By this point, I'd been handed joints and had a few beers and much of the public execution fantasy had abated. It was time for nerves and business. Seventy thousand people were out there, stretching all the way to the trees, but stage fright had to be put on hold while we defined our objective. In Hyde Park, the only ones we had to worry about were The Edgar Broughton Band. The Soft Machine were topping the bill and that was their rightful place. The Pink Floyd might be heading for the stadia of the USA, but the Softs had more respect than you could load into a freight train. Quintessence, as far as we could tell, were from Narnia, so hardly relevant. The target for the day was The Edgar Broughton Band. It would be a lie to say that flower power had expunged all jealousies and rivalries. We may have taken a lot of acid but we weren't saints, and ego loss was one of the mighty myths. I might have worked for the macrobiotic, but among carnivorous rockers, forget it. We were always looking over our shoulders to see who was moving up on us.

The Broughton Band had an easy crowd pleaser in Out Demons Out, a mantric call-and-response originally conceived by Allen Ginsberg and The Fugs as a magickal means of halting the war in Vietnam by raising the Pentagon 10 feet in the air. Edgar had taken this demented performance piece and totally rocked it into a psychedelic terrace chant that could have every malcontent boggie in Christendom up and roaring his lungs out. The Deviants didn't have a set-piece of that kind – unless you count me ranting on over 20 minutes of The Velvet Underground's Sister Ray (an arrangement that would later surface as The Pink Fairies' Uncle Harry's Last Freakout) so if we were going to prevail, it would be through raucous determination.

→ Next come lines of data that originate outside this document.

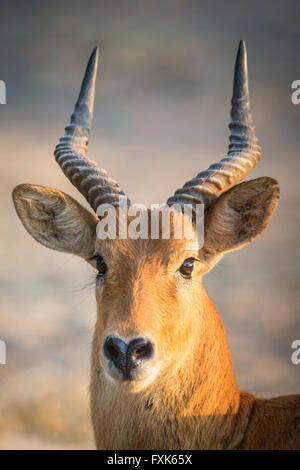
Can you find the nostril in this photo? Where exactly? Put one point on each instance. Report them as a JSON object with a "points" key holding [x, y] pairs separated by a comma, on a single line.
{"points": [[140, 349], [114, 348]]}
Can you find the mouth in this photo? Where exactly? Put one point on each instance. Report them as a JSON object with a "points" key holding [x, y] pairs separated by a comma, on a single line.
{"points": [[133, 380]]}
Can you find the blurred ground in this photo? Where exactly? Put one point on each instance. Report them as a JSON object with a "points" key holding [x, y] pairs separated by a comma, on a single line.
{"points": [[161, 115]]}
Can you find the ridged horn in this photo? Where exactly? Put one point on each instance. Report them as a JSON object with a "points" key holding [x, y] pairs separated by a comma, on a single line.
{"points": [[243, 152], [70, 153]]}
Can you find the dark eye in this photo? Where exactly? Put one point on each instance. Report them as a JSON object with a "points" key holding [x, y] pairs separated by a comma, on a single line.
{"points": [[100, 265], [187, 267]]}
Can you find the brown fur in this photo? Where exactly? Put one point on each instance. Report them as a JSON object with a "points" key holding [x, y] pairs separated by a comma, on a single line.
{"points": [[189, 398]]}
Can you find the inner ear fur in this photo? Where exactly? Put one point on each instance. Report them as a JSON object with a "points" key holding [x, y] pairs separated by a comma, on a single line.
{"points": [[55, 219], [239, 215]]}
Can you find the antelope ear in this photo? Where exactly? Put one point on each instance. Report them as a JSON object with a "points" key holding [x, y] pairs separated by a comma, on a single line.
{"points": [[55, 219], [239, 216]]}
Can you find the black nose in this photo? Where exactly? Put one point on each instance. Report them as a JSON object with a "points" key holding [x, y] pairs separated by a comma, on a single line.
{"points": [[127, 357]]}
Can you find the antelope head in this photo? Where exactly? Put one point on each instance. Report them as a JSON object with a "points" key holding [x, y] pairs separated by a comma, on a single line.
{"points": [[152, 310]]}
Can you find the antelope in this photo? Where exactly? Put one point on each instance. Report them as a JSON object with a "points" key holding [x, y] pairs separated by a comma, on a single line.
{"points": [[161, 370]]}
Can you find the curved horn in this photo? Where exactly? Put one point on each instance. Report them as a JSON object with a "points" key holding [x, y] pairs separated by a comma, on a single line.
{"points": [[70, 153], [243, 152]]}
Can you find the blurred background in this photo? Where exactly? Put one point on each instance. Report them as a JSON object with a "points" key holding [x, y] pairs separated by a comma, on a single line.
{"points": [[161, 115]]}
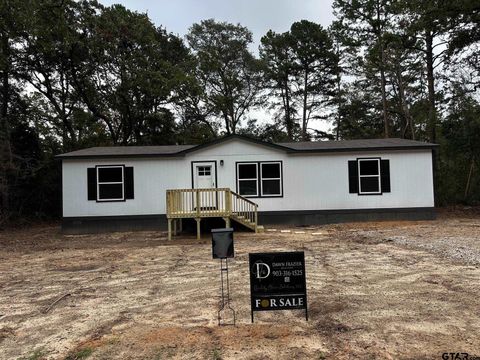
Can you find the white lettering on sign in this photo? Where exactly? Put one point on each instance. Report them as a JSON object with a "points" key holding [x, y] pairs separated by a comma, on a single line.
{"points": [[279, 302], [263, 270]]}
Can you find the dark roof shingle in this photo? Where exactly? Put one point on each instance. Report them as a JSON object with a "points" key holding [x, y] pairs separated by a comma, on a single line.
{"points": [[362, 144], [292, 147]]}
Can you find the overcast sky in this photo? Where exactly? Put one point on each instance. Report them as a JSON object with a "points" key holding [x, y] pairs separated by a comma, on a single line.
{"points": [[257, 15]]}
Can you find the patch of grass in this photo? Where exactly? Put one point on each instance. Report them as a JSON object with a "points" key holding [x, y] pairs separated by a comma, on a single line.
{"points": [[80, 354], [37, 354], [216, 354]]}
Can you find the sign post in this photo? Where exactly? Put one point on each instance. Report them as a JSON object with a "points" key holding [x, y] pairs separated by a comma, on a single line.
{"points": [[222, 248], [278, 282]]}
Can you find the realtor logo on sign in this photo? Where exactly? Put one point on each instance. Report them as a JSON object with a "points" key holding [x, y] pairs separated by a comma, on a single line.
{"points": [[277, 281]]}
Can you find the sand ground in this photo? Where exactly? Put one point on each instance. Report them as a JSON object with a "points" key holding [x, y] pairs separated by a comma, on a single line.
{"points": [[386, 290]]}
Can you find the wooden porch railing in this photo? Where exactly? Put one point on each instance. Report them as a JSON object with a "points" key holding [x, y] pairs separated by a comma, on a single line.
{"points": [[203, 203]]}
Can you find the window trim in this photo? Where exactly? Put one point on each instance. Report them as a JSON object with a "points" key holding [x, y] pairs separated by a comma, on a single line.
{"points": [[378, 176], [259, 180], [280, 179], [237, 167], [97, 167]]}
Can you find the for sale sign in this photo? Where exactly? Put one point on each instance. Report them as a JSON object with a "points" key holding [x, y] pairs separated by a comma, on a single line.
{"points": [[277, 281]]}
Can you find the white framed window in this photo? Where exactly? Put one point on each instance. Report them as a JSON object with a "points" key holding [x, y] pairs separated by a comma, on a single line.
{"points": [[110, 183], [271, 178], [247, 179], [204, 170], [369, 181]]}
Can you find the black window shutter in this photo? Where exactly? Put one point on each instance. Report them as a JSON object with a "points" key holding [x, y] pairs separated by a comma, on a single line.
{"points": [[385, 175], [129, 183], [92, 184], [353, 176]]}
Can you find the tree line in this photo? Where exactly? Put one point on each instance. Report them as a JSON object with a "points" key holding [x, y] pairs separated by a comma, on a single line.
{"points": [[76, 74]]}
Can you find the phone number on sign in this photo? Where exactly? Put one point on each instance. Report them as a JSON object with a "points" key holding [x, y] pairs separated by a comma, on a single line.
{"points": [[287, 273]]}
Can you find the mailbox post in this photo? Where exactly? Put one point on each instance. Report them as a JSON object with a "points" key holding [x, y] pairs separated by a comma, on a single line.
{"points": [[222, 248]]}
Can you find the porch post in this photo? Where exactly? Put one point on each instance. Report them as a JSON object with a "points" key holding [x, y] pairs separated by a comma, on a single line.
{"points": [[227, 221], [198, 228], [169, 229]]}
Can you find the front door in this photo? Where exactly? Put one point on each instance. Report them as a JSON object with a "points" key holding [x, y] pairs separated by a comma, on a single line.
{"points": [[204, 175], [204, 178]]}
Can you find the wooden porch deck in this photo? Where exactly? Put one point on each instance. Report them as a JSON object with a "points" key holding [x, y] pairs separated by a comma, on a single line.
{"points": [[206, 203]]}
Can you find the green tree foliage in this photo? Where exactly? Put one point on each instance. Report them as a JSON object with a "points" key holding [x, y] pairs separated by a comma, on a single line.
{"points": [[300, 72], [276, 51], [229, 75], [126, 71]]}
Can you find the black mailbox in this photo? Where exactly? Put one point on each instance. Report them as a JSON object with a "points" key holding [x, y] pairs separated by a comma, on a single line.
{"points": [[222, 243]]}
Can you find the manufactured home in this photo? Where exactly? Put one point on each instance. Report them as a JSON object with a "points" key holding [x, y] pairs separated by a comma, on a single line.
{"points": [[246, 181]]}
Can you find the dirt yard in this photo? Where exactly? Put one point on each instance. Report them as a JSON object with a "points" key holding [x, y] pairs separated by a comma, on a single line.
{"points": [[386, 290]]}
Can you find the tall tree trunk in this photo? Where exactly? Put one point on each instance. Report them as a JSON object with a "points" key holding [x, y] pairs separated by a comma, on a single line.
{"points": [[404, 105], [337, 130], [304, 117], [6, 164], [469, 179], [288, 115], [432, 115], [384, 93]]}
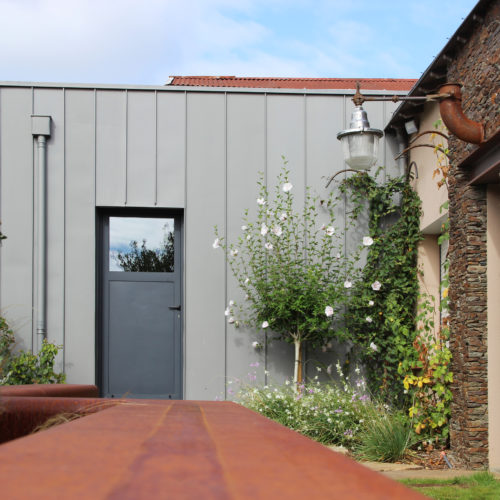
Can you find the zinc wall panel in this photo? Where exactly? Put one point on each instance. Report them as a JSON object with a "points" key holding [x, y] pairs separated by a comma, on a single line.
{"points": [[111, 148], [16, 212], [171, 148], [285, 137], [324, 118], [205, 276], [80, 237], [141, 149], [245, 158], [51, 102]]}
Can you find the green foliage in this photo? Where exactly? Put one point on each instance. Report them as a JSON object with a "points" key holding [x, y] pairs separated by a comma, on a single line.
{"points": [[385, 436], [144, 259], [291, 267], [328, 413], [392, 261], [481, 485], [25, 367]]}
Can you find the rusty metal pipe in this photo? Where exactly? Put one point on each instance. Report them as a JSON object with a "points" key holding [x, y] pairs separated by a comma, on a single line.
{"points": [[454, 117]]}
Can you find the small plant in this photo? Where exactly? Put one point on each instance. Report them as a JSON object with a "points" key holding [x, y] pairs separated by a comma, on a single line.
{"points": [[384, 437], [331, 414], [25, 367]]}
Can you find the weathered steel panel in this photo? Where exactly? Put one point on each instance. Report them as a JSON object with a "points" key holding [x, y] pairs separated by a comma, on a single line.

Fortunately by luck of the draw Edgar had gone on first and thus we knew what benchmark of furore we had to top. As we climbed the 13 steps to the scaffold (the public execution fixation had not quite gone away), we discovered that we were benefiting from another piece of luck. The setting sun, still some way above the trees at the horizon, was directly in our faces. It was at exactly the right angle for us to cast long gunfighter shadows and generally come on hyper-dramatic, standing proud against the golden light that would all too soon fail – but not, we hoped, before we'd done our share of rama-lama. Not only were we working in a golden haze, but we'd also managed to look pretty cool that day in assorted lace, leather and velvet, and with Russell as close to being in drag as he could get without actually wearing a dress. Suddenly it seemed as though the peaks were breaking in our favour.